Gli app store hanno cambiato la prospettiva del mercato e del lavoro di sviluppo, come ben comprende chi si occupi di software mobile.

Mano a mano che il Web entrava nella nostra quotidianità, ognuno di noi ha iniziato a creare le proprie pagine ed il proprio sito personale. Ora, nell’era degli smartphone, ognuno di noi ha sicuramente pensato ad una propria applicazione con cui sognare di “fare un sacco di soldi”; la classica killer application.

Abbiamo quindi iniziato a pensare, credendo di trovare l’idea del secolo che dopo poche ore ci siamo accorti essere già stata sfruttata, spesso senza successo, da altri.

Allora abbiamo iniziato ad esaminare le applicazioni esistenti di maggior successo e ci siamo accorti che si tratta di software spesso gratuito, almeno nelle versioni principali.

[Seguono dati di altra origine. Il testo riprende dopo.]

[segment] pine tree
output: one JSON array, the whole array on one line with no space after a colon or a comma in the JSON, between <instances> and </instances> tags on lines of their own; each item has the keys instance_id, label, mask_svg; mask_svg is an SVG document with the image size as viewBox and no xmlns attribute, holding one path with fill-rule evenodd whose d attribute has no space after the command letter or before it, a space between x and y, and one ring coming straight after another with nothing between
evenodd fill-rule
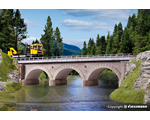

Ci siamo anche resi conto che le applicazioni di maggior successo sono quelle più semplici da utilizzare. Angry Birds, ad esempio, si gioca con un solo dito. Presi dallo sconforto ci siamo allora chiesti ma chi me lo fa fare? e soprattutto ma chi glielo fa fare?. Perché spendere molti soldi o perdere molto tempo nel pensare e realizzare una applicazione, se la maggior parte delle idee sono già state sfruttate?

I casi come Instagram, in grado di essere acquistato per un miliardo di dollari da Facebook, sono molto rari ma invitano comunque a provarci e a capire che le idee più semplici sono spesso quelle vincenti, solo che capire quali siano le idee vincenti non è sempre immediato.

Così troviamo una giustificazione per continuare a realizzare applicazioni: per “esserci” comunque e non avere perso il ritmo, nel momento in cui avremo tra le mani la nostra killer application.




Massimo Carli (@massimocarli), cofondatore di Mokabyte e socio JIA (Java Italian Association), progetta e sviluppa applicazioni Java dal 1995. Ha maturato esperienze di insegnamento presso l’Università di Padova per il corso di Diploma di Ingegneria Informatica. Dal 2004 è stato docente di Sun Microsystems per i corsi relativi alle tecnologie Java, XML, Web Services, GlassFish e Web 2.0. Attualmente il suo interesse è orientato verso la realizzazione di applicazioni in ambito mobile sia per la piattaforma Apple iOS, sia per Android, che segue fin dai suoi primi sviluppi. Per Apogeo è autore di Android 3 - guida completa, Sviluppare applicazioni per Android e Creare la prima applicazione Android.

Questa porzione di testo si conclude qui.